Le riflessioni di don Luigi Ciotti e i messaggi del cardinale Zuppi e dell’avvocata Alessandra Ballerini hanno animato l’interessantissima tavola rotonda moderata brillantemente dal giornalista Marco Damilano sul tema “Amore e verità s’incontreranno, giustizia e pace si baceranno” (Salmo 84).
Nel corso dell’incontro è emersa con forza la necessità di una responsabilità di cittadinanza attiva per uscire dalle logiche dei conflitti armati e delle disparità di diritti tra ceti sociali e popoli al fine di costruire una pace fondata sulla giustizia sociale e sull’amore che rappresentano poi i cardini del grande messaggio evangelico proposto da Gesù di Nazareth.
Non mi dilungherò a riferire i temi emersi a Castelguidone perché l’intero evento sarà trasmesso a breve dall’emittente televisiva TLT Molise sul canale 77 LCN.
È utile comunque evidenziare quanto emerso soprattutto nel confronto tra Marco Damilano e don Luigi Ciotti.
Se l’assenza di democrazia, istituzione nella quale vive solo l’8% della popolazione mondiale, come gli interessi delle grandi potenze che si contendono le materie prime sono le principali cause della follia che genera le guerre, si è affermato con forza che di fronte a una collettività che rimuove la coscienza del limite della vita e scatena la violenza distruttiva anzitutto non possiamo stare zitti sul male che ci circonda per non esserne complici.
Per uscire dalle logiche della guerra è necessaria una profonda trasformazione del sistema pedagogico e didattico soprattutto nell’insegnamento di discipline quali la storia e l’’educazione civica evitando di trasmettere l’idea che i conflitti armati possano essere parte della civiltà umana.
Il cambiamento verso una società non violenta può avvenire partendo dal linguaggio che ha necessità di riempirsi di termini pacifici.
La Ballerini ad esempio ha fatto rilevare che quando parliamo dell’arrivo dei migranti usiamo il termine improprio di “sbarchi” che si riferisce agli eserciti, mentre dovremmo utilizzare più correttamente quello di “approdo”.

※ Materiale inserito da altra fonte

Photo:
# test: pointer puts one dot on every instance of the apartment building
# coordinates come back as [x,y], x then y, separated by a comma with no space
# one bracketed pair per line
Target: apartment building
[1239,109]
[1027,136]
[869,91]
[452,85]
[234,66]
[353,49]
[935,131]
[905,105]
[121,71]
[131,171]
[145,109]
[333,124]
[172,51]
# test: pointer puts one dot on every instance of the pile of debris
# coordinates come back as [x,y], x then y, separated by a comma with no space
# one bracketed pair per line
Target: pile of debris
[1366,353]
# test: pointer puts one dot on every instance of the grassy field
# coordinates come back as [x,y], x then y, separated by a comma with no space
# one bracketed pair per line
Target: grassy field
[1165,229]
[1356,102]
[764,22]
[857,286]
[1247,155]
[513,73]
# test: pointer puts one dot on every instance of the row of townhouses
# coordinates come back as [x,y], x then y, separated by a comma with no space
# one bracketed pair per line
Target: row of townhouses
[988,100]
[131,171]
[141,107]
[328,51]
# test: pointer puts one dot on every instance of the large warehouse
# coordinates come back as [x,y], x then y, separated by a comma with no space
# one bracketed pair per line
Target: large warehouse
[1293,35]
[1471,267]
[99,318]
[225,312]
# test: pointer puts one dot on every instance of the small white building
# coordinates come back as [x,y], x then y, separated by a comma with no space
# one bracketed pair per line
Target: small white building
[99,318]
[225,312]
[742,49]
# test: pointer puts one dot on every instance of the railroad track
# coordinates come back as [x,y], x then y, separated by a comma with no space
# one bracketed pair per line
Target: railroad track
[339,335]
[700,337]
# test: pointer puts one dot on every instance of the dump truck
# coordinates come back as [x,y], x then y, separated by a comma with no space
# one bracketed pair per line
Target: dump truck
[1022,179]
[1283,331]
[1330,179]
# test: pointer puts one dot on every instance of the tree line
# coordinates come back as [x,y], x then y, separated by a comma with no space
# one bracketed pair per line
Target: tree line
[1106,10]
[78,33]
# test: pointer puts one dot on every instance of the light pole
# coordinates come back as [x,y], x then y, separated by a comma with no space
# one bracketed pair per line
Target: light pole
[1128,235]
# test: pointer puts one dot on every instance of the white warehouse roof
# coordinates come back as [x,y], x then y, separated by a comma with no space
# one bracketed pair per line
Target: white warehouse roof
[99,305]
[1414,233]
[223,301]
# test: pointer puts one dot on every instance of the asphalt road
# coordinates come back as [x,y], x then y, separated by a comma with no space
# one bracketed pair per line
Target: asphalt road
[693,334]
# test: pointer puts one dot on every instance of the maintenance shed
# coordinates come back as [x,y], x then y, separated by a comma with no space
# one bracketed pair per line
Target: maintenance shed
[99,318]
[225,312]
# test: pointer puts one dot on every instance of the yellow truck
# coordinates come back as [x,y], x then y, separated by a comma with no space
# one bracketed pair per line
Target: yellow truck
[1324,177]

Si è rilevato poi che i passi successivi devono essere orientati verso il ritorno al voto con leggi elettorali che garantiscano pienamente la rappresentanza, ma anche nella direzione dell’impegno sociale e politico perché le leggi garantiscano la democrazia e i diritti e ci sia la difesa della sacralità delle istituzioni.
Ciò comporta la netta opposizione a passaggi di modifiche della Costituzione quando inquietano per il pericolo che rappresentano per il mantenimento della democrazia, della libertà e dell’eguaglianza.
Si è affermata con forza infine l’importanza di stimolare i giovani all’impegno e alla partecipazione perché tra essi solo il 21% si reca alle urne per votare e pochi sono presenti nella responsabilità sociale e politica.
Nelle conclusioni si è sostenuto che una parola che non può essere rituale è la “speranza” la quale dunque va collegata al riconoscimento dei diritti di tutti tra cui dobbiamo annoverare anzitutto la salute, la cultura, la libertà, l’informazione orientata alla verità e ovviamente il lavoro.
È l’unico modo per costruire una pace che non può guardare solo alla propria tranquillità di vita ma a quella di tutti gli esseri umani e che si può realizzare pienamente se è associata alla giustizia sociale.